Exemplary embodiments will now be described more comprehensively with reference to the accompanying drawings. However, the exemplary embodiments can be implemented in various forms and should not be construed as being limited to the implementations set forth herein. Although relative terms such as “up” and “down” are used in this specification to describe the relative relationship of one marked component to another marked component, these terms are used in this specification for convenience only, for example, according to directions of examples described in the drawings. It can be understood that if a marked device is turned upside down, a component described as being “up” will become a component as being “down”. Other relative terms such as “top” and “bottom” also have similar meanings. When a structure is “on” another structure, it may mean that the structure is integrally formed on the other structure, or that the structure is “directly” disposed on the other structure, or that the structure is “indirectly” disposed on the other structure through another structure.

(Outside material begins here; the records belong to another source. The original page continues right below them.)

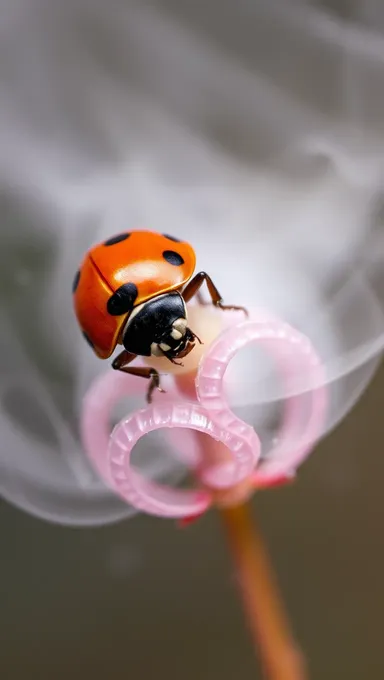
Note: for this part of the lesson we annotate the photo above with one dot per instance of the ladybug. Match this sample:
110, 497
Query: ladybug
132, 290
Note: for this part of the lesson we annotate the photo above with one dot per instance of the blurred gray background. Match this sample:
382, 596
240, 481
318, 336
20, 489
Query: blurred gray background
144, 598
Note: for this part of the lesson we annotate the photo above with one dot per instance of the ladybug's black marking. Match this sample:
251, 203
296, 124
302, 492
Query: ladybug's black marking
88, 339
76, 281
172, 238
117, 239
173, 258
122, 300
153, 323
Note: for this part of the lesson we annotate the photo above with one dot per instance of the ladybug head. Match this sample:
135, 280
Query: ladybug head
159, 327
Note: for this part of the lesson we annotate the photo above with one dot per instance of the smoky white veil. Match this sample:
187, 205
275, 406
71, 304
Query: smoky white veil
255, 127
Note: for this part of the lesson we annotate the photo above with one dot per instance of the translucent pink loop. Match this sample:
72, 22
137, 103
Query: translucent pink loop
161, 500
303, 419
303, 377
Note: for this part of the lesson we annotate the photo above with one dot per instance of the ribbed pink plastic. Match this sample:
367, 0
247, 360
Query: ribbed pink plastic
303, 419
161, 500
303, 378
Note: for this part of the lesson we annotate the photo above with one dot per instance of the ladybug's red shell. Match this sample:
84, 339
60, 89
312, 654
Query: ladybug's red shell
141, 262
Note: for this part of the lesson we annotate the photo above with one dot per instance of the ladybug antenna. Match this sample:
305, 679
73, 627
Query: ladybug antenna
196, 337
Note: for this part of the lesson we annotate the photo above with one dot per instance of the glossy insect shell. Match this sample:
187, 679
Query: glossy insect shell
121, 273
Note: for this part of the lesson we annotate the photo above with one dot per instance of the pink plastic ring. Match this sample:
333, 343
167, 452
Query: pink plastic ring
304, 407
161, 500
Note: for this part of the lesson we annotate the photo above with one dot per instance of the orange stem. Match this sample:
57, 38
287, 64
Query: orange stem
280, 657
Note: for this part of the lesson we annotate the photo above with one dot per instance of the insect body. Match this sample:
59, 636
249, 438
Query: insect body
132, 290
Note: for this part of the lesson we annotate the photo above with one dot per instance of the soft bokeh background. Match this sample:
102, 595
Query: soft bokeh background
258, 128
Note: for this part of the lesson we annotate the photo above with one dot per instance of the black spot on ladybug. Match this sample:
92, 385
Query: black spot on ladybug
76, 281
173, 258
122, 300
88, 339
117, 239
172, 238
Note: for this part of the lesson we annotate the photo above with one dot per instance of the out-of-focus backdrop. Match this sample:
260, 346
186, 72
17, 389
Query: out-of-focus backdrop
258, 128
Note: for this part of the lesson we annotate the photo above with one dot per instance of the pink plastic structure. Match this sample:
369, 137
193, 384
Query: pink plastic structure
302, 422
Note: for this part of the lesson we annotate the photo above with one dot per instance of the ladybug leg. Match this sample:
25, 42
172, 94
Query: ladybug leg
195, 284
121, 363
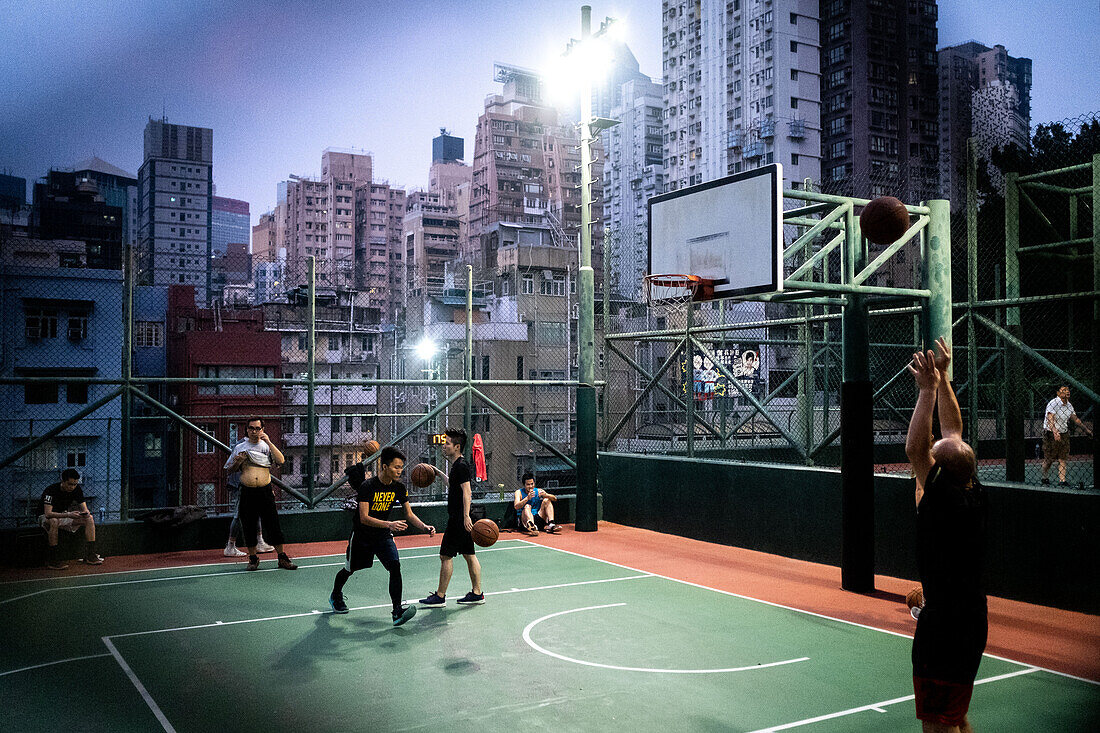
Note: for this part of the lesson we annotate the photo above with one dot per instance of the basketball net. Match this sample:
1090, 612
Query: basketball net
668, 293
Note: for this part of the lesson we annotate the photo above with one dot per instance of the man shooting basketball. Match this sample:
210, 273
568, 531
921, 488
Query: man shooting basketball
950, 542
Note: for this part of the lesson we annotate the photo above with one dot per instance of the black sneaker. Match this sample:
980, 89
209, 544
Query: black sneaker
403, 614
472, 599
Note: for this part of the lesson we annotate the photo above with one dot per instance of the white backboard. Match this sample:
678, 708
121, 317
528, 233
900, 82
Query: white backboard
729, 230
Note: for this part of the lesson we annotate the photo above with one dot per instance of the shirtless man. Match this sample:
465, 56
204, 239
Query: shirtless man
253, 458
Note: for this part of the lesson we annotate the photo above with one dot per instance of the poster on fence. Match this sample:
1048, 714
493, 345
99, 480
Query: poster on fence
740, 360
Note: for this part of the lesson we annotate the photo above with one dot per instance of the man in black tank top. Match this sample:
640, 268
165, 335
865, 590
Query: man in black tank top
950, 546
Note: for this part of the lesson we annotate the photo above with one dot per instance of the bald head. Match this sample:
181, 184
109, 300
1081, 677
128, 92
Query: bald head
956, 458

Terms “one,” “an/a,” “the” and “said” are used to indicate existence of one or more elements/components/the like. Terms “including” and “having” are used in the sense of open-ended inclusion and indicate there may be additional elements/components/the like besides the listed elements/components/the like. Terms such as “first” and “second” are used merely as markers and do not limit the number of the objects referred to.

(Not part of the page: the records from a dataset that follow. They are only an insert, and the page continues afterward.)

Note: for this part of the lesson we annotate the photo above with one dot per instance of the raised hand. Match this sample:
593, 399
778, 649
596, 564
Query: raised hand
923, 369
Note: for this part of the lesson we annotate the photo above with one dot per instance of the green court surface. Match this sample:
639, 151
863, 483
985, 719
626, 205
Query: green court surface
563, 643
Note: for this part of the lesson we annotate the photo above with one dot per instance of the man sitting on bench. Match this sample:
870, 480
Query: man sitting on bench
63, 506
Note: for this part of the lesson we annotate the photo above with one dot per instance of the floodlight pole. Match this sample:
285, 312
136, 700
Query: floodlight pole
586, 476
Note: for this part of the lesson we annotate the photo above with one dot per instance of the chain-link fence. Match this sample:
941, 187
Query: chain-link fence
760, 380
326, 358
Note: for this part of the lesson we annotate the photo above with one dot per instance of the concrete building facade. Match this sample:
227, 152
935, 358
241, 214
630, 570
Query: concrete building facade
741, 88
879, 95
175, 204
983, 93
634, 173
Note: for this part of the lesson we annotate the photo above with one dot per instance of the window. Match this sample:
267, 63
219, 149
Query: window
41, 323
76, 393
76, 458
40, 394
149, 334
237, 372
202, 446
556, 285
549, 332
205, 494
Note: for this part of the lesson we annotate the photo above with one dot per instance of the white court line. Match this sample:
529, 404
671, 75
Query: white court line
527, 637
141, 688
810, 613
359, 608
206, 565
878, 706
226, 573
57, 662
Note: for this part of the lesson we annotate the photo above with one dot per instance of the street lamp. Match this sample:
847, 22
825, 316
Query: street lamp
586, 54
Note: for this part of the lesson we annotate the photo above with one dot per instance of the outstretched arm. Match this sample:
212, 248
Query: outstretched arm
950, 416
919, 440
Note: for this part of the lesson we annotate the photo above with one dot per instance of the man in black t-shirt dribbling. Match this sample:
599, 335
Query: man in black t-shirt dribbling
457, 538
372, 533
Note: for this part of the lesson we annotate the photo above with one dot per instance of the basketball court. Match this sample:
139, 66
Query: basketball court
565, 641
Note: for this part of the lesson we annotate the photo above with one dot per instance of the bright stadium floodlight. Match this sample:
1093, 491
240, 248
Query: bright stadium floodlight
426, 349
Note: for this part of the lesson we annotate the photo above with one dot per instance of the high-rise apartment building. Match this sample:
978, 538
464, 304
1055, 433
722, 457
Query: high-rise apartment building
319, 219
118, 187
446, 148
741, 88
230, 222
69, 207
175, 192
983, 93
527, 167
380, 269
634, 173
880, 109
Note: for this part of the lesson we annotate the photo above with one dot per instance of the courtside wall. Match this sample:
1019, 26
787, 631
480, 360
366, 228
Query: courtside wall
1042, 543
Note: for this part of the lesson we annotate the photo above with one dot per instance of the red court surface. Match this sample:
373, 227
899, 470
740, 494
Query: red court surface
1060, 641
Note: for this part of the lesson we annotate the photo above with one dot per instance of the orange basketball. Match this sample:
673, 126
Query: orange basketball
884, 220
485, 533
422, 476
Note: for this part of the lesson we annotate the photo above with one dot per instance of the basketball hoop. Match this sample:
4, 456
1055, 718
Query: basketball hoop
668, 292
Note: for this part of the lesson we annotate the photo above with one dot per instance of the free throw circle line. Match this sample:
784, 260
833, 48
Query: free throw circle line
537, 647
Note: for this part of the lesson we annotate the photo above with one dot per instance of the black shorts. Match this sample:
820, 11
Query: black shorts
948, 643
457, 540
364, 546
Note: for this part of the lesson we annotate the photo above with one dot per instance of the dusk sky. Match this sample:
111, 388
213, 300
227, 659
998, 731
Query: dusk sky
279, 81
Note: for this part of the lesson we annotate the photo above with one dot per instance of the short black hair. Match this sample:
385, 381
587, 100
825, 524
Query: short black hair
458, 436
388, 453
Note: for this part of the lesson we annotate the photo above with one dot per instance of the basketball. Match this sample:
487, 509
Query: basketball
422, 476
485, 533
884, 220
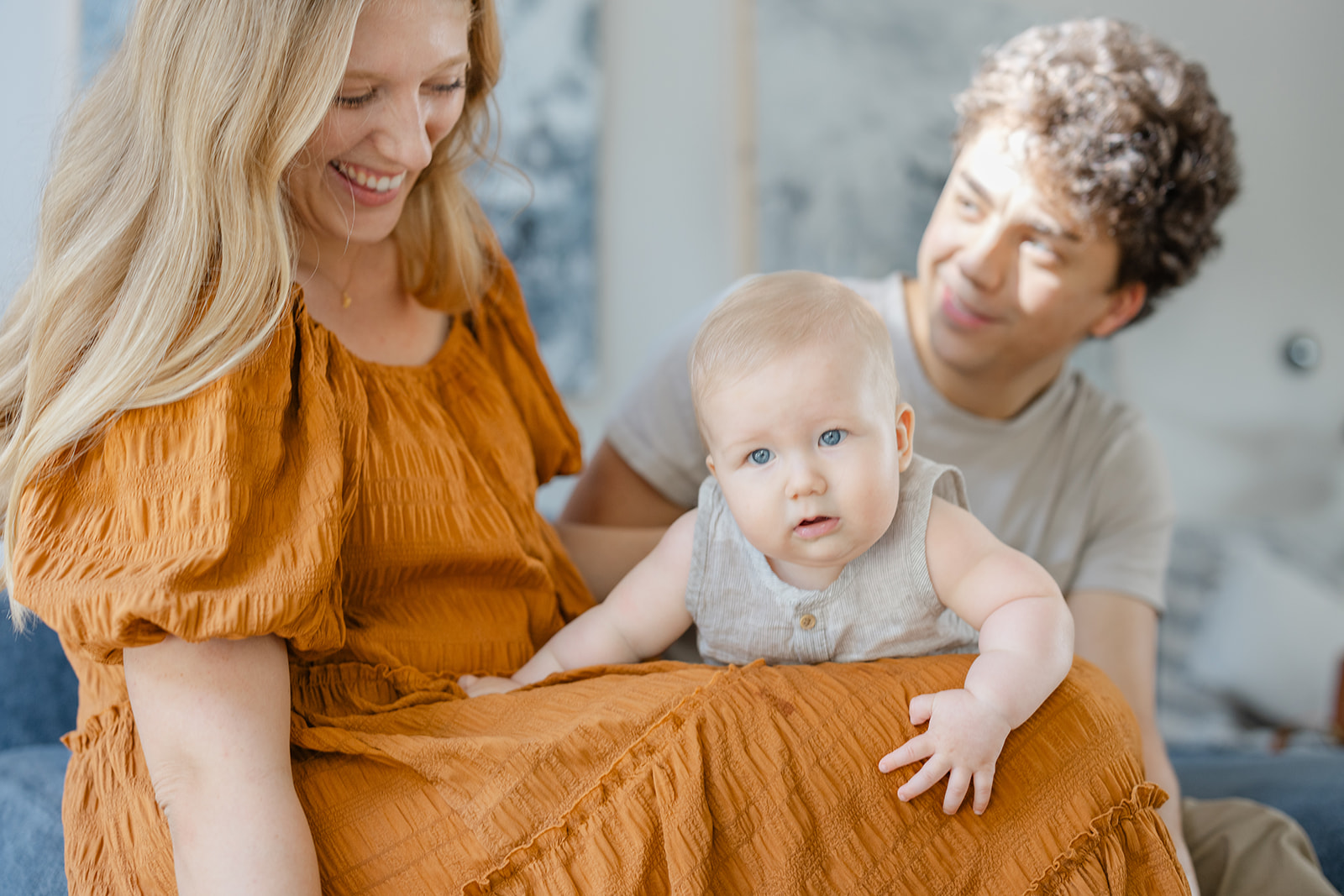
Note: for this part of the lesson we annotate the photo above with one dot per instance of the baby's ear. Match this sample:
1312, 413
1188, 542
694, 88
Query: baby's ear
905, 434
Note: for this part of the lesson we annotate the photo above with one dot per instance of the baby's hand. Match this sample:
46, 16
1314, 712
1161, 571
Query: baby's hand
487, 684
964, 739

This embodiment provides a relay, as shown in FIG. 1, including a contact part. The contact part includes a movable contact assembly 2 and a static contact assembly 1. The static contact assembly 1 includes a rigid static contact piece 11 and a static contact 12; the static contact 12 is fixed at one end of the static contact piece 11; and another end of the static contact piece 11 extends to an outside of a base to serve as a lead-out piece of the static contact piece. The movable contact assembly 2 includes a rigid movable contact leading-out piece 21, a flexible movable contact piece 22 and a movable contact 23; the movable contact 23 is disposed at a side, facing the static contact 12, of one end of the movable contact piece 22; and another end of the movable contact piece 22 is connected to the movable contact leading-out piece 21. The movable contact piece 22 is located between the static contact 12 and the movable contact leading-out piece 21, and is configured to generate an electro-dynamic repulsion force between the movable contact piece 22 and the movable contact leading-out piece 21 under a short-circuit current. The movable contact piece 22 and the movable contact leading-out piece 21 form a V-shaped structure.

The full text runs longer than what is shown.